If next weekend the Gophers win ugly in maroon and gold or if they wear maroon & gold and get blown out...nobody panics. Because it’s all part of the plan. But when Fleck says that one game the Gophers will wear gray, well then everyone loses their minds!
(RIP Heath Ledger)
The new uniforms are, in fact, good.
Why am I bothering to write this?
- Because I heard yesterday that 50+ Gophers fans emailed Fleck directly to loudly complain about the uniforms and that’s the stupidest thing I’ve ever heard.*
- Because it’s true.**
I have bullet points (yes, plural!) to explain number two:
- Gray uniforms are the weakest of the combos and they get worn one, MAYBE twice, per season. Just remember that it could be worse and we could be wearing some ugly ass red while pretending that our mascot isn’t a skunk.

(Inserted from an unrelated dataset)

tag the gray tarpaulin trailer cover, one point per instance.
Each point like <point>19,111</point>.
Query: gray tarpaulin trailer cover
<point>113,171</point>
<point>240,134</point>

- The chrome helmets are absolute :FIREEMOJI: in all weather conditions and automatically improve everything they touch while also being a surprisingly nice throwback to the “old gold” Minnesota used to wear (a benefit I didn’t really appreciate at first). I direct your attention to Exhibit A:
Friday Night Lights with the #Gophers. pic.twitter.com/rqPsQhUyTx— Brace Hemmelgarn (@bracehemmelgarn) October 27, 2018
- The standard school colors represent the vast bulk of what we wear, as it should be.
- THEY. ARE. UNIFORMS. THEY. DON’T. ACTUALLY. MATTER.***
In conclusion, Libya is a land of contrast. Thank you.